As a bi-coastal radio show, Drs. Gloria and Heidi Horsley interview experts around the world. This episode features Dr. Bob Baugher, a psychology instructor at Highline Community College in Des Moines, Washington. He teaches courses in death education and psychology. He’s also a popular national speaker, and has written several articles and seven books on grief and bereavement. His most current project is a video, “Men & Their Grief; 20 Years Later,” where he follows men on their grief journey over a two decade period.
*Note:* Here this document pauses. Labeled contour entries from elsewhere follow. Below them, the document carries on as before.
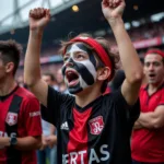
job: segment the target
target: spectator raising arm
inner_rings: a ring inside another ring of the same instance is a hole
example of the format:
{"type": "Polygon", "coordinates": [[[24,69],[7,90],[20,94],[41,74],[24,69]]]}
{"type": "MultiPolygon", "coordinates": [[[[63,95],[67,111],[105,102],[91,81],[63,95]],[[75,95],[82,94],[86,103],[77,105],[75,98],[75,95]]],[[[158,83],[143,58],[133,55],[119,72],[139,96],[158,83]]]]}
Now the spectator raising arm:
{"type": "Polygon", "coordinates": [[[133,105],[138,99],[143,70],[121,19],[125,5],[124,0],[103,0],[102,2],[103,13],[114,32],[119,49],[120,60],[126,74],[121,93],[127,103],[129,105],[133,105]]]}
{"type": "Polygon", "coordinates": [[[48,85],[40,77],[39,54],[44,27],[49,20],[49,10],[34,9],[30,12],[30,38],[24,63],[25,83],[45,106],[47,105],[48,85]]]}

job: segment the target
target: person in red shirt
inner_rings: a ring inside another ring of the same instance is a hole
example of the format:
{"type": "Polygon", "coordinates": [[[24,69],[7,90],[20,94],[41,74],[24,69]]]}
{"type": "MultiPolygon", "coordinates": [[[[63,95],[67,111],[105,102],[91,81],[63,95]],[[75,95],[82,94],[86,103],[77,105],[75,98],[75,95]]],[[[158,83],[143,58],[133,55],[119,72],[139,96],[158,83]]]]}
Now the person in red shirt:
{"type": "Polygon", "coordinates": [[[131,139],[133,164],[164,164],[164,52],[150,49],[144,57],[148,81],[140,90],[141,114],[131,139]]]}
{"type": "Polygon", "coordinates": [[[0,164],[37,164],[42,145],[39,102],[14,75],[22,46],[0,40],[0,164]]]}
{"type": "Polygon", "coordinates": [[[63,43],[62,74],[71,95],[59,93],[42,80],[39,69],[49,10],[30,12],[25,82],[47,107],[42,110],[43,118],[57,127],[58,164],[131,164],[130,133],[136,119],[130,119],[129,126],[128,117],[130,109],[138,113],[140,108],[138,93],[143,70],[125,30],[124,9],[125,0],[102,0],[102,11],[116,37],[126,73],[121,87],[105,95],[116,68],[108,42],[83,34],[63,43]]]}

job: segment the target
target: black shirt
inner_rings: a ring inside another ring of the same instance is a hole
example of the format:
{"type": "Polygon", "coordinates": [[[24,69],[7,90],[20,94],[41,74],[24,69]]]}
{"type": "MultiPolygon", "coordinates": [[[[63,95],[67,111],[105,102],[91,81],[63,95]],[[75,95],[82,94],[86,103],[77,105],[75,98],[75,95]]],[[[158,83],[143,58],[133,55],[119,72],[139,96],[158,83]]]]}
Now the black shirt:
{"type": "Polygon", "coordinates": [[[130,134],[139,101],[129,106],[120,90],[85,107],[49,86],[43,118],[58,130],[58,164],[131,164],[130,134]]]}

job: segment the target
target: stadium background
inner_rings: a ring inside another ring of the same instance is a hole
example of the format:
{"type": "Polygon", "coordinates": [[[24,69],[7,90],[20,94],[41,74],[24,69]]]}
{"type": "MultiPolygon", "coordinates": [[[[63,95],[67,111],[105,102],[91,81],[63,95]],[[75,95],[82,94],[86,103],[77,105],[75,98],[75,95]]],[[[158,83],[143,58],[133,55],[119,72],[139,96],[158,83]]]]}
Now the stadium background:
{"type": "MultiPolygon", "coordinates": [[[[62,58],[58,54],[60,40],[87,32],[109,39],[117,46],[101,10],[102,0],[1,0],[0,39],[15,39],[26,50],[30,9],[49,8],[51,20],[44,33],[42,45],[42,71],[56,75],[62,58]]],[[[164,0],[126,0],[125,26],[140,58],[150,47],[164,49],[164,0]]],[[[17,79],[23,77],[24,54],[21,57],[17,79]]]]}

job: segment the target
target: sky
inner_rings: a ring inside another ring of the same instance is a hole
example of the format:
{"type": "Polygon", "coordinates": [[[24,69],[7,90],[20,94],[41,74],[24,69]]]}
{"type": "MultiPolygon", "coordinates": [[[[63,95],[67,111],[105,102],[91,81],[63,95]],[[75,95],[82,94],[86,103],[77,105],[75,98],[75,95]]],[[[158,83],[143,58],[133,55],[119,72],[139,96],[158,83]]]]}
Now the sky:
{"type": "MultiPolygon", "coordinates": [[[[48,8],[48,0],[17,0],[17,1],[19,1],[19,7],[23,7],[24,4],[33,1],[31,4],[28,4],[27,7],[21,10],[21,16],[23,21],[27,21],[28,12],[31,9],[38,8],[38,7],[48,8]]],[[[49,0],[49,1],[51,8],[58,7],[63,3],[62,0],[49,0]]],[[[14,2],[15,0],[0,0],[0,21],[7,17],[9,14],[13,14],[14,2]]],[[[11,16],[9,19],[5,19],[5,21],[1,24],[1,26],[3,25],[12,26],[14,23],[17,22],[13,20],[13,17],[11,16]]]]}

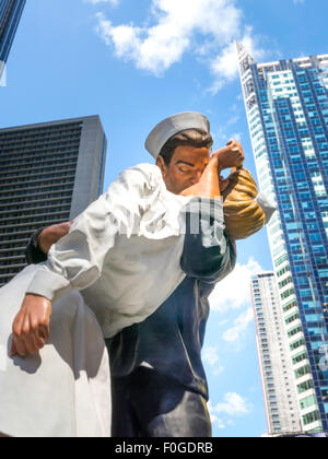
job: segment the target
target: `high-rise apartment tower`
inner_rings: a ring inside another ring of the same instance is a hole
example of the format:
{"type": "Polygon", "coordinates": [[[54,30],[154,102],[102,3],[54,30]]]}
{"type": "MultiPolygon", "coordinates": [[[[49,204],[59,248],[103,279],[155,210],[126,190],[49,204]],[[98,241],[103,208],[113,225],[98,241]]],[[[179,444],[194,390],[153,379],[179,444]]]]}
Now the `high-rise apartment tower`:
{"type": "Polygon", "coordinates": [[[0,129],[0,286],[25,266],[40,227],[75,217],[103,191],[98,116],[0,129]]]}
{"type": "Polygon", "coordinates": [[[259,64],[237,48],[302,428],[328,431],[328,55],[259,64]]]}

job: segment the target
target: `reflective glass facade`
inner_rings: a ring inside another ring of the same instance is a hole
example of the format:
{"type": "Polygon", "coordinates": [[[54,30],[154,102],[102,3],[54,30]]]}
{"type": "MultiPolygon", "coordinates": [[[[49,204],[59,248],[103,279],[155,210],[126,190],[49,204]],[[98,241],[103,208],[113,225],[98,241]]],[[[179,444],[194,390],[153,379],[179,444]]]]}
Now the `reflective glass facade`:
{"type": "Polygon", "coordinates": [[[327,431],[328,55],[258,64],[237,47],[302,427],[327,431]]]}
{"type": "Polygon", "coordinates": [[[0,0],[0,61],[7,62],[26,0],[0,0]]]}
{"type": "Polygon", "coordinates": [[[97,199],[106,150],[97,116],[0,129],[0,286],[26,266],[36,229],[97,199]]]}

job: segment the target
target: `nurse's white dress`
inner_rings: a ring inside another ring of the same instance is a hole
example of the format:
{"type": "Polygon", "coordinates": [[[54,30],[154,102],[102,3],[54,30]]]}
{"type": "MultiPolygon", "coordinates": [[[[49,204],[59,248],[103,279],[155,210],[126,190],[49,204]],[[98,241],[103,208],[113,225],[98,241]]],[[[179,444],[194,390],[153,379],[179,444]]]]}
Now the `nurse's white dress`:
{"type": "Polygon", "coordinates": [[[179,285],[184,209],[157,166],[124,172],[73,222],[48,261],[0,289],[0,432],[14,437],[110,435],[104,337],[150,316],[179,285]],[[25,293],[52,301],[50,339],[9,356],[25,293]]]}

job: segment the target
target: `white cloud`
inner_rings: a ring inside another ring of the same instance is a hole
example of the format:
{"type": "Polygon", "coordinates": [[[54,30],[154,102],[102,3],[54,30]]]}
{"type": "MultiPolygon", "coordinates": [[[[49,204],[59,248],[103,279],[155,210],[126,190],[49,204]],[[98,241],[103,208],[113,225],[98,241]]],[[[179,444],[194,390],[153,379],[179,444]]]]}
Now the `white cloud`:
{"type": "Polygon", "coordinates": [[[215,93],[237,76],[234,39],[260,54],[235,0],[151,0],[150,11],[152,24],[141,26],[114,25],[98,12],[96,31],[118,58],[157,76],[189,51],[210,66],[215,79],[211,91],[215,93]]]}
{"type": "Polygon", "coordinates": [[[247,264],[236,264],[234,271],[219,282],[210,296],[212,310],[223,313],[241,309],[250,304],[250,279],[262,272],[260,264],[250,257],[247,264]]]}
{"type": "Polygon", "coordinates": [[[246,311],[241,314],[235,320],[234,326],[227,329],[222,338],[227,342],[241,342],[243,334],[247,330],[249,323],[254,320],[253,308],[249,307],[246,311]]]}
{"type": "MultiPolygon", "coordinates": [[[[263,49],[257,48],[251,27],[246,27],[245,34],[239,42],[255,59],[261,59],[265,56],[263,49]]],[[[220,55],[212,60],[211,72],[214,75],[214,84],[210,89],[212,94],[215,94],[225,83],[238,75],[238,57],[235,42],[227,44],[220,55]]]]}
{"type": "Polygon", "coordinates": [[[202,358],[210,366],[214,366],[219,362],[218,349],[207,346],[202,351],[202,358]]]}
{"type": "Polygon", "coordinates": [[[113,7],[117,7],[120,0],[84,0],[84,3],[99,4],[99,3],[110,3],[113,7]]]}

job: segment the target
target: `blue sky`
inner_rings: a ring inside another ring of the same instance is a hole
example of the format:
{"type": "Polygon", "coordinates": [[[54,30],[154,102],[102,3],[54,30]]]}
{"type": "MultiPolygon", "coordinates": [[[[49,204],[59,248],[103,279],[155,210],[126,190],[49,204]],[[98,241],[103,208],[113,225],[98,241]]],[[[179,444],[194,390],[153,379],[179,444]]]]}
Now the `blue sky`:
{"type": "MultiPolygon", "coordinates": [[[[151,162],[153,126],[178,111],[211,121],[215,146],[242,141],[255,164],[233,40],[259,61],[326,54],[327,0],[27,0],[0,87],[0,127],[98,114],[105,187],[151,162]]],[[[249,276],[271,270],[266,231],[238,243],[215,289],[203,358],[214,436],[257,437],[266,416],[249,276]]]]}

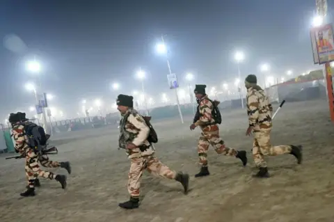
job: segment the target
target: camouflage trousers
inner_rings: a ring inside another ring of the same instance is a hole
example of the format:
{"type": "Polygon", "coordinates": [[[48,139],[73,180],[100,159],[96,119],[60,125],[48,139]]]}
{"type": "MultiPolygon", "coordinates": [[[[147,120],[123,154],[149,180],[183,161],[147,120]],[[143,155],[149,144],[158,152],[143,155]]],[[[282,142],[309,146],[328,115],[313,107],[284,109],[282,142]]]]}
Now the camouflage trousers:
{"type": "Polygon", "coordinates": [[[219,132],[203,132],[198,140],[197,146],[197,152],[200,158],[200,164],[202,166],[207,166],[207,154],[210,144],[214,147],[214,150],[218,154],[235,157],[238,152],[233,149],[228,148],[224,144],[224,141],[219,137],[219,132]]]}
{"type": "Polygon", "coordinates": [[[291,152],[291,145],[271,145],[271,129],[262,129],[260,132],[254,132],[253,157],[257,167],[267,167],[267,162],[263,159],[264,156],[276,156],[291,152]]]}
{"type": "MultiPolygon", "coordinates": [[[[40,157],[37,155],[33,150],[29,150],[26,154],[26,177],[28,180],[28,185],[29,187],[34,187],[35,180],[37,177],[40,176],[45,178],[53,180],[56,175],[51,172],[44,171],[40,167],[40,157]]],[[[43,164],[46,166],[56,166],[57,162],[44,160],[43,164]]],[[[59,164],[58,163],[58,166],[59,164]]]]}
{"type": "Polygon", "coordinates": [[[145,169],[155,176],[167,179],[174,179],[176,175],[175,171],[170,170],[153,155],[132,158],[127,190],[132,197],[139,196],[140,180],[145,169]]]}

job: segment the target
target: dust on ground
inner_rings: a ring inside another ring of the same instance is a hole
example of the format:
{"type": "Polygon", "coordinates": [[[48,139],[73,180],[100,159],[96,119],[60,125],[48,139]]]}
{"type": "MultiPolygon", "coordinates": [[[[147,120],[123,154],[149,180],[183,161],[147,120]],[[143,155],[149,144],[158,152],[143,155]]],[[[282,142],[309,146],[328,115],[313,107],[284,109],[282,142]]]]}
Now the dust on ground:
{"type": "MultiPolygon", "coordinates": [[[[24,160],[0,156],[0,221],[334,221],[334,128],[327,102],[288,103],[281,109],[274,120],[272,143],[303,145],[303,163],[297,165],[289,154],[268,157],[271,177],[262,180],[251,177],[256,168],[250,152],[252,138],[245,136],[246,111],[222,114],[221,136],[228,146],[248,151],[246,168],[210,148],[212,174],[195,179],[199,129],[189,129],[189,118],[183,125],[179,119],[154,123],[159,136],[157,156],[173,169],[190,174],[191,191],[184,196],[178,182],[145,173],[140,207],[125,210],[118,204],[129,198],[129,161],[117,149],[117,127],[68,132],[65,138],[54,137],[60,152],[50,156],[72,164],[65,191],[57,182],[41,179],[36,196],[20,198],[26,185],[24,160]]],[[[54,172],[65,173],[63,169],[54,172]]]]}

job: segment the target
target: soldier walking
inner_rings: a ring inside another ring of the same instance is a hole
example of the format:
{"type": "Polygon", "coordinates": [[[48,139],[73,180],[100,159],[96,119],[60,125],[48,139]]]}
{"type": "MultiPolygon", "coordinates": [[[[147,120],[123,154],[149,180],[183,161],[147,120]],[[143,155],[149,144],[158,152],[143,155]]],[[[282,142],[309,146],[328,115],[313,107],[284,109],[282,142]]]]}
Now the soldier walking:
{"type": "Polygon", "coordinates": [[[228,148],[224,144],[224,141],[219,136],[219,127],[214,113],[214,106],[219,103],[218,101],[212,101],[205,93],[206,85],[196,85],[194,90],[198,106],[193,123],[190,126],[193,130],[200,126],[202,134],[200,136],[198,145],[198,153],[200,159],[200,164],[202,166],[200,171],[195,175],[196,177],[209,175],[210,173],[207,167],[207,152],[210,144],[214,150],[219,154],[230,156],[239,158],[241,160],[244,166],[247,164],[247,157],[245,150],[237,151],[233,148],[228,148]]]}
{"type": "Polygon", "coordinates": [[[188,191],[189,180],[188,174],[175,173],[154,156],[154,149],[148,139],[151,129],[143,116],[134,109],[133,99],[132,96],[122,94],[117,99],[118,109],[122,116],[120,122],[119,147],[126,150],[131,159],[127,185],[130,200],[118,205],[124,209],[138,207],[140,179],[145,169],[154,175],[180,182],[184,193],[188,191]]]}
{"type": "Polygon", "coordinates": [[[256,166],[260,168],[255,175],[257,177],[268,177],[268,168],[263,156],[276,156],[283,154],[294,155],[299,164],[302,160],[302,146],[280,145],[273,146],[270,143],[270,132],[272,128],[271,113],[273,107],[264,91],[257,86],[255,74],[249,74],[245,79],[247,88],[246,103],[248,116],[248,128],[246,136],[254,134],[253,157],[256,166]]]}
{"type": "MultiPolygon", "coordinates": [[[[20,195],[24,197],[35,196],[35,186],[38,176],[49,180],[54,179],[59,182],[63,189],[65,189],[66,187],[65,175],[55,175],[51,172],[44,171],[40,168],[38,164],[41,158],[40,154],[35,151],[35,144],[31,144],[26,135],[26,126],[29,122],[26,119],[25,113],[20,112],[10,113],[8,120],[13,127],[12,136],[15,142],[15,151],[19,152],[26,159],[25,171],[26,177],[28,179],[28,187],[27,190],[20,195]]],[[[47,164],[47,162],[45,161],[45,164],[47,164]]],[[[53,163],[52,164],[55,164],[53,163]]],[[[69,173],[70,172],[68,162],[58,164],[57,165],[61,165],[61,166],[65,168],[69,173]]]]}

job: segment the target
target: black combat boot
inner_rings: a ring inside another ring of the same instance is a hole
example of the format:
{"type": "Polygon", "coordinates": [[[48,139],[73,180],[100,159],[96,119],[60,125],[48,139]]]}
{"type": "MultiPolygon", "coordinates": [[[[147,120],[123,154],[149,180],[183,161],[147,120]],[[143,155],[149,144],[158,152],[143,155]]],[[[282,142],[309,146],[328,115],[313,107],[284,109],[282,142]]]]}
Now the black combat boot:
{"type": "Polygon", "coordinates": [[[292,149],[291,150],[290,154],[294,155],[294,157],[296,157],[298,164],[301,164],[303,159],[303,154],[301,152],[303,150],[303,146],[291,145],[291,148],[292,149]]]}
{"type": "Polygon", "coordinates": [[[247,156],[246,154],[246,152],[245,150],[240,150],[240,151],[238,151],[238,153],[235,157],[241,160],[242,165],[244,165],[244,166],[245,166],[247,164],[247,156]]]}
{"type": "MultiPolygon", "coordinates": [[[[33,187],[40,187],[40,180],[38,179],[36,179],[35,180],[35,182],[33,182],[33,187]]],[[[29,185],[26,185],[26,189],[29,189],[29,185]]]]}
{"type": "Polygon", "coordinates": [[[61,183],[61,188],[65,189],[66,188],[66,176],[65,175],[57,175],[56,176],[56,180],[61,183]]]}
{"type": "Polygon", "coordinates": [[[23,193],[19,193],[22,196],[28,197],[28,196],[35,196],[35,188],[29,187],[28,189],[23,193]]]}
{"type": "Polygon", "coordinates": [[[210,173],[207,169],[207,166],[205,166],[200,168],[200,173],[198,173],[198,174],[196,174],[195,177],[200,177],[207,176],[209,175],[210,175],[210,173]]]}
{"type": "Polygon", "coordinates": [[[254,177],[259,178],[267,178],[269,177],[269,173],[268,173],[268,168],[267,167],[260,167],[259,172],[257,174],[253,175],[254,177]]]}
{"type": "Polygon", "coordinates": [[[176,174],[175,180],[180,182],[181,184],[182,184],[184,194],[186,194],[188,193],[188,187],[189,185],[189,175],[188,173],[178,172],[176,174]]]}
{"type": "Polygon", "coordinates": [[[67,171],[68,174],[71,174],[72,168],[70,162],[61,162],[61,167],[67,171]]]}
{"type": "Polygon", "coordinates": [[[123,209],[135,209],[139,207],[139,198],[131,197],[130,200],[126,202],[120,203],[118,206],[123,209]]]}

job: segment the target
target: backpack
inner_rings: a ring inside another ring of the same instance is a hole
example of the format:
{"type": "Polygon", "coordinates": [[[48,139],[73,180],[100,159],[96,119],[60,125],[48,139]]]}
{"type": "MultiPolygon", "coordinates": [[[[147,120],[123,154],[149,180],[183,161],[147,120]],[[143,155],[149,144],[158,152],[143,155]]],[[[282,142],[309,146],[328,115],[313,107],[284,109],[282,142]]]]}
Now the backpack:
{"type": "Polygon", "coordinates": [[[211,115],[212,115],[212,118],[214,118],[214,122],[216,124],[220,125],[221,124],[221,111],[219,111],[219,108],[218,107],[217,104],[214,102],[214,101],[212,101],[212,100],[209,100],[209,101],[212,103],[212,106],[213,106],[211,115]]]}
{"type": "Polygon", "coordinates": [[[148,127],[150,128],[150,133],[148,134],[148,141],[150,143],[158,143],[158,135],[157,134],[157,132],[155,132],[155,129],[153,128],[153,126],[150,122],[150,120],[151,120],[151,117],[150,116],[143,116],[143,118],[145,120],[145,123],[146,123],[148,127]]]}
{"type": "MultiPolygon", "coordinates": [[[[212,111],[211,111],[211,115],[212,116],[212,118],[214,120],[214,123],[216,124],[221,124],[221,111],[219,111],[219,108],[218,107],[217,104],[209,99],[207,99],[207,100],[210,101],[212,104],[212,111]]],[[[196,122],[198,120],[200,119],[200,104],[197,106],[197,112],[193,119],[193,122],[196,122]]]]}
{"type": "Polygon", "coordinates": [[[29,145],[35,151],[42,152],[47,145],[47,135],[44,128],[31,122],[24,122],[24,131],[28,136],[29,145]]]}

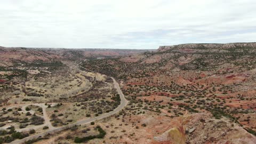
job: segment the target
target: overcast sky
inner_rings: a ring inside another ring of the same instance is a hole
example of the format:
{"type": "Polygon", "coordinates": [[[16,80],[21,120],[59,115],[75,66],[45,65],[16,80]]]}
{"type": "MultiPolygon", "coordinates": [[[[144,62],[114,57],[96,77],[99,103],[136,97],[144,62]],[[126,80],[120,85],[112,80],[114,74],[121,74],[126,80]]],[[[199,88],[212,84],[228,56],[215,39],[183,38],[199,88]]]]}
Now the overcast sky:
{"type": "Polygon", "coordinates": [[[0,33],[6,47],[256,42],[256,1],[0,0],[0,33]]]}

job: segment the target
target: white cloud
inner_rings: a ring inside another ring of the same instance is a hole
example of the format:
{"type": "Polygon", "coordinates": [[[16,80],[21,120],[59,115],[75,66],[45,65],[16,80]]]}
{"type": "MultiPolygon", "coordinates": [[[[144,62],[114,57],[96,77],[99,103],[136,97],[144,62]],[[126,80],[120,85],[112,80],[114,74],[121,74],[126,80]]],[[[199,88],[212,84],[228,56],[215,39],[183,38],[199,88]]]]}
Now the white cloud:
{"type": "Polygon", "coordinates": [[[256,1],[0,1],[0,45],[156,49],[255,42],[256,1]]]}

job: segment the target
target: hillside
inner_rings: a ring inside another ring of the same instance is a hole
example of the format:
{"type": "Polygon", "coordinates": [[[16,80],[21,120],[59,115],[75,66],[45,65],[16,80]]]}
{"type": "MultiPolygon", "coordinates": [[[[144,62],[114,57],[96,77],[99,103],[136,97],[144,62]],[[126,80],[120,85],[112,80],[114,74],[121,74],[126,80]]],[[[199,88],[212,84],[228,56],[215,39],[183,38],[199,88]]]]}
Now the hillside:
{"type": "MultiPolygon", "coordinates": [[[[188,121],[190,125],[181,124],[182,130],[196,127],[191,122],[196,122],[199,114],[204,115],[200,120],[205,123],[204,125],[212,123],[210,126],[213,127],[198,126],[201,128],[196,128],[195,132],[185,134],[187,142],[241,143],[215,133],[214,125],[222,122],[238,124],[239,129],[244,129],[243,134],[236,137],[242,139],[246,139],[243,135],[246,131],[256,134],[255,55],[255,43],[190,44],[160,46],[154,52],[129,57],[87,61],[83,66],[119,79],[125,94],[147,110],[181,119],[192,116],[188,121]],[[148,103],[150,105],[147,106],[148,103]]],[[[235,132],[225,129],[233,126],[221,126],[217,128],[219,134],[235,132]]],[[[183,139],[180,137],[183,135],[180,125],[171,127],[173,129],[166,130],[153,143],[163,141],[184,143],[180,142],[183,139]],[[174,137],[172,131],[177,129],[181,133],[174,137]]],[[[251,137],[253,142],[246,139],[247,143],[255,142],[255,137],[251,137]]]]}
{"type": "Polygon", "coordinates": [[[125,50],[104,49],[53,49],[4,47],[0,46],[0,66],[12,65],[15,61],[35,60],[84,60],[102,59],[127,55],[153,50],[125,50]]]}
{"type": "Polygon", "coordinates": [[[157,51],[179,50],[189,51],[190,49],[225,50],[236,48],[256,48],[256,43],[234,43],[227,44],[183,44],[171,46],[160,46],[157,51]],[[188,49],[188,50],[187,50],[188,49]]]}

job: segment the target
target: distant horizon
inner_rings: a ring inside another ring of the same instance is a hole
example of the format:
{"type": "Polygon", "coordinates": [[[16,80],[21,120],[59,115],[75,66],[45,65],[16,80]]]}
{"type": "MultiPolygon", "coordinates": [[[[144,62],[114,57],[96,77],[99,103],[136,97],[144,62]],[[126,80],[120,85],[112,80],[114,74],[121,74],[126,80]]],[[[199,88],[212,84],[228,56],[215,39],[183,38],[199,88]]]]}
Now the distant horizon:
{"type": "Polygon", "coordinates": [[[156,49],[131,49],[131,48],[70,48],[70,47],[24,47],[24,46],[10,46],[7,47],[3,45],[0,45],[0,47],[3,47],[5,48],[26,48],[26,49],[110,49],[110,50],[156,50],[159,49],[159,46],[173,46],[173,45],[183,45],[183,44],[236,44],[236,43],[256,43],[256,42],[231,42],[231,43],[181,43],[178,44],[174,44],[174,45],[159,45],[158,47],[156,49]]]}
{"type": "Polygon", "coordinates": [[[6,47],[155,49],[256,41],[253,0],[20,0],[0,4],[0,44],[6,47]]]}

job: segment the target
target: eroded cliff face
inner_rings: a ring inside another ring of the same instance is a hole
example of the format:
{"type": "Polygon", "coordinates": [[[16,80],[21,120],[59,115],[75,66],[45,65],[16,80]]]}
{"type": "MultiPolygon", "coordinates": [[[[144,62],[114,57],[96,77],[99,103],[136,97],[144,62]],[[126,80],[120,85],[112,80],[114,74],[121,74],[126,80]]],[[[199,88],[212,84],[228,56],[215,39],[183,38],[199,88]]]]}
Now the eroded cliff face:
{"type": "Polygon", "coordinates": [[[256,48],[256,43],[236,43],[227,44],[184,44],[171,46],[160,46],[158,51],[165,51],[171,49],[186,50],[225,50],[236,47],[252,47],[256,48]]]}

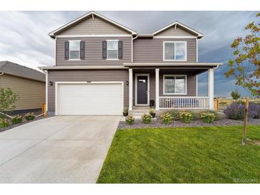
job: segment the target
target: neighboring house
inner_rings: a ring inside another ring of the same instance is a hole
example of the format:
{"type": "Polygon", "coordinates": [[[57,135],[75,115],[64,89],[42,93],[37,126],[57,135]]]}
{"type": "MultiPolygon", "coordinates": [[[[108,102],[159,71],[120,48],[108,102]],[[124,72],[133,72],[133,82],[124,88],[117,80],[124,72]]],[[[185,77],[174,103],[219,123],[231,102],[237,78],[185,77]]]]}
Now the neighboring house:
{"type": "Polygon", "coordinates": [[[47,109],[55,115],[121,115],[123,107],[213,109],[214,69],[199,63],[201,33],[174,22],[139,34],[91,11],[49,33],[55,66],[47,109]],[[197,75],[209,73],[209,95],[197,96],[197,75]]]}
{"type": "Polygon", "coordinates": [[[41,109],[46,98],[44,73],[9,61],[0,61],[0,88],[11,88],[19,98],[15,112],[41,109]]]}

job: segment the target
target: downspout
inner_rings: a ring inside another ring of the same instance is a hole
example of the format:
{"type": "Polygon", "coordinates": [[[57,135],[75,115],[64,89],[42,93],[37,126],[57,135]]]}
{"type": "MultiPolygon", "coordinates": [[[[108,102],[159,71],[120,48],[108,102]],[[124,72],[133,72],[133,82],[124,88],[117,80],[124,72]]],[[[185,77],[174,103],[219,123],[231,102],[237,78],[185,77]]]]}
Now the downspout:
{"type": "Polygon", "coordinates": [[[133,61],[133,58],[132,58],[132,56],[133,56],[133,53],[132,53],[132,51],[133,51],[133,49],[132,49],[132,48],[133,48],[133,41],[134,41],[135,38],[137,38],[138,37],[138,36],[137,35],[136,35],[136,36],[135,37],[135,38],[132,38],[132,58],[131,58],[131,63],[132,63],[132,61],[133,61]]]}

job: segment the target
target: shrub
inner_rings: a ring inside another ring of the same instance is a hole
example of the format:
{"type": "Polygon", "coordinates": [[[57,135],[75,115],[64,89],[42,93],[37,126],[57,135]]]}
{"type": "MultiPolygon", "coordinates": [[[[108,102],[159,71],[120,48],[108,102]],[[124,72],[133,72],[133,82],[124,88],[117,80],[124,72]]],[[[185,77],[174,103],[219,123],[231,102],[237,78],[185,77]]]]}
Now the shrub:
{"type": "Polygon", "coordinates": [[[27,113],[26,115],[25,115],[25,119],[26,120],[33,120],[35,119],[35,117],[36,115],[34,115],[34,113],[33,112],[29,112],[29,113],[27,113]]]}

People are more alike than they are different, says Dr. Baugher, and that’s true when talking about men vs. women in grief. There are many factors at play, including how society has “taught” men and women to grieve. However, everyone feels fear, anger, loss, and sadness in grief. This project shows what a grief journey looks like for a select group of men. It’s not indicative of what’s “normal” and Dr. Baugher says there are many instances that complement how women grieve.
What We Expect of Men
People expect men to be both macho and manly, but also sensitive and caring depending on the situation. That’s a tall order to fill. For many men in grief, they feel pressure (whether real or not) to be the strong one—especially in a situation like the death of a child, where they feel they need to care for their partner/mother of the child, too. Getting support is critical.
For some men, it’s off-putting and intimidating to seek out support. “Don’t ask a man necessarily, ‘how do you feel about that?’” he says. Instead, ask, “What’s going on in your body?” or another specific question that can be answered. “What’s going on in your heart?” is another great lead.